Data Transfer Impact Assessment (DTIA)

If a company within the EU/EEA area transfers personal data to a third country, i.e. a country outside the EU/EEA area, it may be necessary to carry out a Data Transfer Impact Assessment (DTIA). It is mainly a question of analysing whether the recipient country has a sufficiently high level of protection. 

Impact assessment of data transfers may be an appropriate additional safeguard

If the third country has an adequate level of protection according to the European Commission’s decision, the company does not need to carry out an impact assessment of data transfers when transferring there. However, it may be appropriate to perform anyway, as additional safeguards may be required. The main focus of the impact assessment is to analyse the recipient country. For example, their legislation, what possibilities authorities have to access personal data processed by companies, what legal possibilities data subjects have to protect their rights, etc. 

Legitimate Interest Assessment (LIA) to determine whether the company has a legitimate interest (LIA)

The assessment of legitimate interest is a common assessment that many companies need to do. This is done if the company uses the legal basis “legitimate interest” according to Article 6(1)(f) GDPR to support the processing of personal data. Please note that it is not allowed to assert a legitimate interest, unless there is a documented balance of interests. Therefore, it is important to perform and document the balance of interests, before starting the personal data processing.

Prior consultation of the national data protection authority

If the risk to the rights and freedoms of data subjects remains high after the company has carried out a Data Protection Impact Assessment (DPIA) pursuant to Article 35 of the GDPR, the company shall request a prior consultation with the national data protection authority. This is stated in Article 36 of the GDPR. Thereafter, the data protection authority may make an assessment and conclude that the processing in question is permitted or prohibited.

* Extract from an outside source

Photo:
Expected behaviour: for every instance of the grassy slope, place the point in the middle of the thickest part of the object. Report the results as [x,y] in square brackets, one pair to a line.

The supervisory authority may also make recommendations as to what the company needs to do in order for the processing to be allowed. Please note that the company must carry out and document an impact assessment before requesting a prior consultation. 

Learn more

Third country transfers

According to the GDPR, a third country is a country outside the EU/EEA. When a company within the EU/EEA-area transfers personal data to a third country, the rules are stricter than if there was data sharing between actors in two countries within the Union. If that third country has an adequate level of protection, the company does not need to take any additional safeguards to transfer personal data there. Examples of additional safeguards could be the conclusion of standard contractual clauses (SCCs) adopted by the European Commission. Please note that only the European Commission can decide whether a third country has an adequate level of protection. This is not up to the company to decide.